This was a new portent for the Welsh farmer—a lawyer who was not in league with the rich. It flashed as a shining light on the eyes of a people who had always been used to regard the law as the paid servant of power and property. It brought more of those farmers flocking to his office: and once more it brought him forward as the legal friend of the poor and the oppressed—“the poor man’s lawyer” of Carnarvonshire.
The people gradually learned that here was a man skilled in the law who was ready on their behalf to face the tyrants of the Bench and to challenge their power.
In nothing had this power of the Bench been more ruthlessly exercised than in the matter of fishing.
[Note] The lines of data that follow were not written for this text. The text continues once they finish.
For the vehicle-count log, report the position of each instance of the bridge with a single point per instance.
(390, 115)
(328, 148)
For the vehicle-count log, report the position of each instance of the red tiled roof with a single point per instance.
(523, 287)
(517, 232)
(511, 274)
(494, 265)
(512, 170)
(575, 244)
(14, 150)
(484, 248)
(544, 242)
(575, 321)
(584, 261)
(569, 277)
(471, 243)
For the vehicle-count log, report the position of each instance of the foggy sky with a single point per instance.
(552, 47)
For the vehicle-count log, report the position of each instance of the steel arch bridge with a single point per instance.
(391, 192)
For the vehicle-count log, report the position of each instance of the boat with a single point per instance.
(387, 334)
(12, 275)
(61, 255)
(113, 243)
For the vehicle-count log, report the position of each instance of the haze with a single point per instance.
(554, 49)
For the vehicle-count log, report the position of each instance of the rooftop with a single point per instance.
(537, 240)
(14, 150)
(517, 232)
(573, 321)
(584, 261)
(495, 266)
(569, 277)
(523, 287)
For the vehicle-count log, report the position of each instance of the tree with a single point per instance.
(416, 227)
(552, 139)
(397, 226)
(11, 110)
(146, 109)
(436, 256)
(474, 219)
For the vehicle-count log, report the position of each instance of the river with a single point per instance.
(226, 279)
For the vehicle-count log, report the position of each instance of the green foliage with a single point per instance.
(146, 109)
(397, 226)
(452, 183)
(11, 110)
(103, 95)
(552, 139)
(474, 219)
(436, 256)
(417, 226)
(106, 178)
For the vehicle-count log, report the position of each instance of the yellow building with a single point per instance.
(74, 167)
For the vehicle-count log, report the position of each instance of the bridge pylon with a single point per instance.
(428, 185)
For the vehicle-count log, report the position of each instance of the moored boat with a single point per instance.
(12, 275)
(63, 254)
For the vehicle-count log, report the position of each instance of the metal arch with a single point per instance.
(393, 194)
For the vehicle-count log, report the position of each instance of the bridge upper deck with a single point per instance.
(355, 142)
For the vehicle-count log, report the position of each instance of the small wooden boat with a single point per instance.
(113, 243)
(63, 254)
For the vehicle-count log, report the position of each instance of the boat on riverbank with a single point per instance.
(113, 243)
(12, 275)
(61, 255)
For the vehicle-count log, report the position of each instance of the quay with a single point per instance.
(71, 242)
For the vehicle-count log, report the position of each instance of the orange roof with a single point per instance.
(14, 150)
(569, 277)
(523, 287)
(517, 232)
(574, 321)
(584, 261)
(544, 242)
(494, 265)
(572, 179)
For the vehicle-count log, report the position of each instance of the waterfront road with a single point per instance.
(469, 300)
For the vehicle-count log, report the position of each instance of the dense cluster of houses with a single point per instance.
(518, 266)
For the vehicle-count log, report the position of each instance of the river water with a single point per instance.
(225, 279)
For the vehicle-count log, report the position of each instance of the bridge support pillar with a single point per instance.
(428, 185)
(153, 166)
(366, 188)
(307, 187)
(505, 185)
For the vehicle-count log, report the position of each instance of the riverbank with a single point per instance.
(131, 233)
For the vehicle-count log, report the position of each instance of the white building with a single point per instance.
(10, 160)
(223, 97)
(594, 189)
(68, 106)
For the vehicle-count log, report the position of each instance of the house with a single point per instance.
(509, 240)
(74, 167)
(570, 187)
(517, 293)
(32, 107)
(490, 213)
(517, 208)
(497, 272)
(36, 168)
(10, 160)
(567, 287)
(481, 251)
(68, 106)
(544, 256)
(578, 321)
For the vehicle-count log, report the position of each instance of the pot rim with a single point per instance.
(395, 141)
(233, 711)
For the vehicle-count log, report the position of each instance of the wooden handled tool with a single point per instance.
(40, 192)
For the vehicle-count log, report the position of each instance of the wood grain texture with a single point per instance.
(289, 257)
By a curious distortion of public rights, the rivers of this country have been mainly turned into private property. While fishing on the open sea is as free as the air, unlicensed fishing in fresh water in England outside navigable waters is often accounted a crime.[[22]]
This law of private property in fresh water fishing has fallen with peculiar harshness upon a people like the Welsh, who inherit a great passion for this particular sport. The pressure of the law has been made worse by the fact that the prohibition is perpetually being extended to waters where a customary right of fishing has existed.
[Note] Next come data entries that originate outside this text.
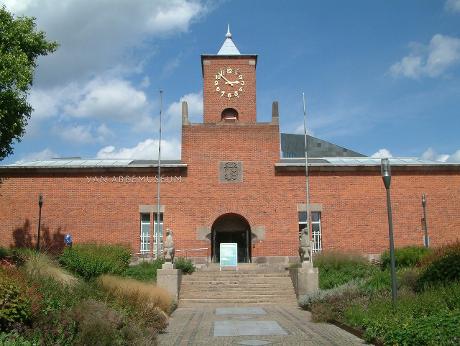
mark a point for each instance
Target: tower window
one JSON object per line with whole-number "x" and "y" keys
{"x": 229, "y": 114}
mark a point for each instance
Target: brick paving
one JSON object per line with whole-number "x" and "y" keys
{"x": 251, "y": 325}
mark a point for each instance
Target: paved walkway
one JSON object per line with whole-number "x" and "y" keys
{"x": 251, "y": 325}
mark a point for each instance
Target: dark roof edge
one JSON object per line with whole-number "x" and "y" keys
{"x": 90, "y": 169}
{"x": 327, "y": 167}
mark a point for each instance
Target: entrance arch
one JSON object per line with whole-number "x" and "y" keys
{"x": 231, "y": 228}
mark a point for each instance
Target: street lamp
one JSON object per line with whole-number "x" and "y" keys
{"x": 40, "y": 205}
{"x": 386, "y": 176}
{"x": 425, "y": 227}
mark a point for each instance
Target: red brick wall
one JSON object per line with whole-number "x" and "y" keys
{"x": 354, "y": 206}
{"x": 214, "y": 103}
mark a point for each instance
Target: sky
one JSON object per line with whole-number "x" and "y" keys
{"x": 380, "y": 77}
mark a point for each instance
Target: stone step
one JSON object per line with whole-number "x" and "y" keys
{"x": 269, "y": 296}
{"x": 234, "y": 278}
{"x": 239, "y": 273}
{"x": 201, "y": 301}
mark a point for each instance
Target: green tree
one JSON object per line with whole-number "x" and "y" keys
{"x": 20, "y": 46}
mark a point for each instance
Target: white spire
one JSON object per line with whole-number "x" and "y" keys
{"x": 228, "y": 48}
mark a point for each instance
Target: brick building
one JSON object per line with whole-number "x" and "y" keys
{"x": 232, "y": 184}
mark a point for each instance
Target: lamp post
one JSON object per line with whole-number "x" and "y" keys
{"x": 40, "y": 205}
{"x": 425, "y": 227}
{"x": 386, "y": 176}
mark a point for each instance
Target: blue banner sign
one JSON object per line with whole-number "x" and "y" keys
{"x": 228, "y": 255}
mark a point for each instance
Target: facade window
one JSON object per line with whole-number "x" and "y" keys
{"x": 158, "y": 227}
{"x": 145, "y": 233}
{"x": 315, "y": 226}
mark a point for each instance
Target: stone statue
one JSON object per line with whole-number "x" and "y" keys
{"x": 305, "y": 246}
{"x": 169, "y": 248}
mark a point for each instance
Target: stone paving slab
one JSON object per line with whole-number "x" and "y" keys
{"x": 244, "y": 328}
{"x": 197, "y": 326}
{"x": 240, "y": 311}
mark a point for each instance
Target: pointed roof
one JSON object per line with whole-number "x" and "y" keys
{"x": 228, "y": 47}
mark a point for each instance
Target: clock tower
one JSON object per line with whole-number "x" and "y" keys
{"x": 229, "y": 85}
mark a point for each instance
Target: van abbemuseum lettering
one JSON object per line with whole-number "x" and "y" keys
{"x": 132, "y": 179}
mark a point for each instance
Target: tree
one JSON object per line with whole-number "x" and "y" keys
{"x": 20, "y": 46}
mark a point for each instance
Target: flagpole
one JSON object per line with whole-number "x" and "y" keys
{"x": 307, "y": 183}
{"x": 157, "y": 235}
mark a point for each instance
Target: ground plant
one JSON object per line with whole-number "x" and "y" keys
{"x": 184, "y": 264}
{"x": 427, "y": 311}
{"x": 144, "y": 271}
{"x": 409, "y": 256}
{"x": 337, "y": 268}
{"x": 91, "y": 260}
{"x": 43, "y": 304}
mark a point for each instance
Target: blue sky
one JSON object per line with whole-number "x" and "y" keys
{"x": 380, "y": 77}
Here has been a cause of perpetual conflict between the law and the public—a conflict in which the bias of the law has been mainly against the public.
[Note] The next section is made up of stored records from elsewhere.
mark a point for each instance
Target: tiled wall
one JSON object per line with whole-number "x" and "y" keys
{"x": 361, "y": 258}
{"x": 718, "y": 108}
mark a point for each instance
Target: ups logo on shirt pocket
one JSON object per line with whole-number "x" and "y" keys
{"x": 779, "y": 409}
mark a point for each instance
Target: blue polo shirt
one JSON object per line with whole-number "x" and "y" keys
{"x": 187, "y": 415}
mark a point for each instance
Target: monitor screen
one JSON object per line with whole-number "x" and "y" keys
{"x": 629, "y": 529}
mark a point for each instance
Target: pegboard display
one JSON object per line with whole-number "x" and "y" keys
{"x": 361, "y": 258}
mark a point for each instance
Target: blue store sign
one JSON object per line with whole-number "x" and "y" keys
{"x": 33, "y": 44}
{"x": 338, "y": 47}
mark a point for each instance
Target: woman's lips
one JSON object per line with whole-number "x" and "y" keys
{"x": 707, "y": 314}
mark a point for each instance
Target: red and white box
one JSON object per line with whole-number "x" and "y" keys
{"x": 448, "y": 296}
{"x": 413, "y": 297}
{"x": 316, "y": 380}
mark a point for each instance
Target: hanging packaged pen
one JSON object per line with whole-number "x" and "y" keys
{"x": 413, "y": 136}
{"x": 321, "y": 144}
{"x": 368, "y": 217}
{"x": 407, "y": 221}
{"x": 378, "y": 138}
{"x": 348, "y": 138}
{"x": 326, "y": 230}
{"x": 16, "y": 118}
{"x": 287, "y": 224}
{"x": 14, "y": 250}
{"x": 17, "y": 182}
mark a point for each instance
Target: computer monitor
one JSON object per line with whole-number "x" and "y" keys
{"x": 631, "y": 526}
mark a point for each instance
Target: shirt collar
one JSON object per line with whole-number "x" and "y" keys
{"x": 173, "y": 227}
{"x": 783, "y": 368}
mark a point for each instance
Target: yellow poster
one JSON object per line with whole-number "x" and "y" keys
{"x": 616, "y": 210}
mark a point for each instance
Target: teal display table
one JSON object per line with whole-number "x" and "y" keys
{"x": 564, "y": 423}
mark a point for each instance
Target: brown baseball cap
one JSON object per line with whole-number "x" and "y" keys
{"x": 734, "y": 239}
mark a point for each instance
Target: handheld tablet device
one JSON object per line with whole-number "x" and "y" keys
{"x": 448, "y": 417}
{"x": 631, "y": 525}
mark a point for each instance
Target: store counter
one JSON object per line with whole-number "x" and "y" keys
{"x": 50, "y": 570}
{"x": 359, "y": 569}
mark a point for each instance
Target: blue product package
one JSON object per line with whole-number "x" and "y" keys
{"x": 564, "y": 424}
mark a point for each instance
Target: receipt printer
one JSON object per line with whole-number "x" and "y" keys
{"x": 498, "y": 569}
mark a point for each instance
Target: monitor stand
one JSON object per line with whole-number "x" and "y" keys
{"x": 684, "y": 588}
Such a case occurred in North Wales in May 1889, when four quarrymen were prosecuted for fishing in a small mountain quarry lake.[[23]] The aim of the prosecution was to bring the lake within the definition of the word “river” in the Act of Parliament. It soon became quite clear from the proceedings that the bias of the Court was against the quarrymen. Mr. Lloyd George rapidly determined to bring this out in the most vivid manner possible. So when the chairman—a great local potentate and sportsman—gruffly interrupted his legal argument by saying that the legal point must be tried in a higher Court, Mr. Lloyd George swiftly replied:
“Yes, sir, and in a perfectly just and unbiassed Court too.”
The result of this remark was precisely what Mr. Lloyd George expected. The chairman rather unwisely asked Mr. Lloyd George to what magistrate he was referring. To this the young advocate immediately replied:
“I refer to you in particular, sir.”
Whereupon the chairman immediately rose with great pomp and dignity and left the court.